0 Rechtsentwicklung
Rz. 1
Die Vorschrift ist mit dem Gesetz zur Neuregelung der Leistungen an Asylbewerber v. 30.6.1993 (BGBl. I, 1074) mit Wirkung zum 1.11.1993 in Kraft getreten. Durch das Erste Gesetz zur Änderung des Asylbewerberleistungsgesetzes v. 26.5.1997 (BGBl. I, 1130) wurde der Wortlaut "sonstige Leistungen dürfen gewährt werden" abgeändert in "sonstige Leistungen können gewährt werden". Weitere Änderungen erfolgten mit dem Gesetz zur Änderung des Aufenthaltsgesetzes und weiterer Gesetze v. 14.3.2005 (BGBl. I, 721) mit Wirkung zum 18.3.2005. Die bisherigen Regelungen wurden in Abs. 1 zusammengefasst. Abs. 2 wurde hinzugefügt.
1 Allgemeines
Rz. 2
§ 6 enthält eine Auffang- und Öffnungsklausel. Die Vorschrift ist auf alle Grundleistungsberechtigten nach §§ 1 und 3 anwendbar. Sie führt in Abs. 1 Satz 1 "insbesondere" 4 Fallgruppen auf:
- Sicherung des Lebensunterhalts oder
- Sicherung der Gesundheit,
- Deckung besonderer Bedürfnisse von Kindern,
- Erfüllung einer verwaltungsrechtlichen Mitwirkungspflicht.

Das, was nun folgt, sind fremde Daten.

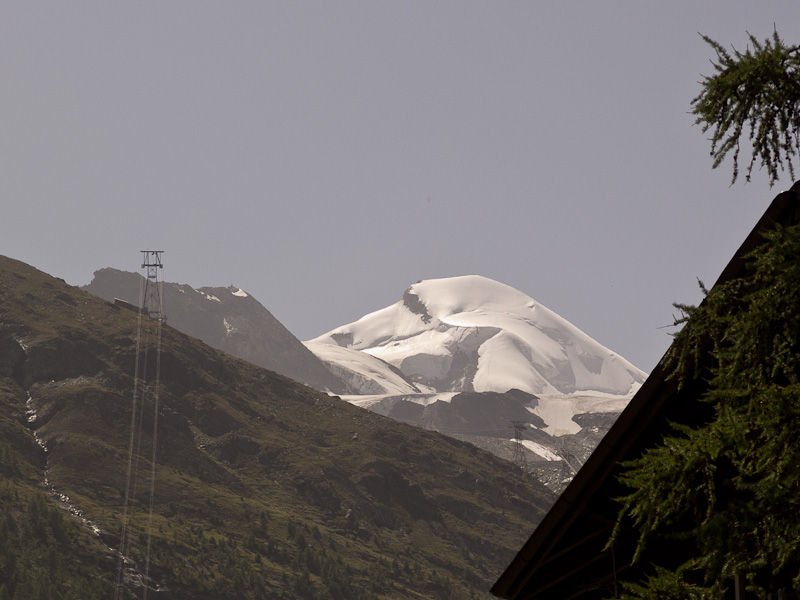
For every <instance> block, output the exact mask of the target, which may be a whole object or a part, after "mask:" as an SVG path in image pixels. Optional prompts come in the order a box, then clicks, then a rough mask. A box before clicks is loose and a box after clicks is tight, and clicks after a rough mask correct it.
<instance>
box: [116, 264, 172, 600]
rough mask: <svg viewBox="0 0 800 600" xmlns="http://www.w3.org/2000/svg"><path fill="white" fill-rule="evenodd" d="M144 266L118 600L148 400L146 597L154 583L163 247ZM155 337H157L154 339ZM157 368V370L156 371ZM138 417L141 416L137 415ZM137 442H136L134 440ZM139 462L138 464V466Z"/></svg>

Die Aufzählung ist nicht abschließend. Abs. 1 Satz 2 nennt den Sachleistungsanspruch als Regelfall. Abs. 2 regelt medizinische und sonstige Hilfe für Personen, die eine Aufenthaltserlaubnis nach § 24 Abs. 1 AufenthG besitzen.
Rz. 3
Über die Auffang- und Öffnungsklausel des § 6 Abs. 1 können nach Auffassung des LSG Baden-Württemberg (Beschluss v. 11.1.2007, L 7 AY 6025/06 PKH-B) nur unerlässliche, d. h. unverzichtbare Leistungen erbracht werden. § 6 sei restriktiv und einzelfallbezogen auszulegen (LSG Baden-Württemberg, a. a. O., unter Hinweis etwa auf Hohm, GK-AsylbLG, § 6 Rz. 15, 20). Hohm meint, es könne bei Leistungsansprüchen nach § 6 nur an das im Verhältnis zum SGB XII reduzierte deutlich abgesenkte Lebensniveau angeknüpft werden (in: GK-AsylbLG, § 6 Rz. 29, Stand 2008; so auch Wahrendorf, in: Grube/Wahrendorf, SGB XII, 2. Aufl. 2008, AsylbLG, § 6 Rz. 4). Lägen die begehrten Leistungen darüber, komme ein Anspruch aus § 6 nicht in Betracht. Angesichts der bereits eng formulierten Leistungsvoraussetzungen in § 6 dürfte dieser Einschränkung allerdings kaum eine weitergehende Bedeutung zukommen.
2 Rechtspraxis
2.1 Berechtigter Personenkreis (Abs. 1 Satz 1)
Rz. 4
Anspruchsberechtigt sind alle Leistungsempfänger nach den §§ 3 bis 5 und § 1a, nicht aber der in § 2 genannte Personenkreis. Letztere erhalten die sog. Analog-Leistungen abweichend von den §§ 3 bis 7, also auch abweichend von § 6.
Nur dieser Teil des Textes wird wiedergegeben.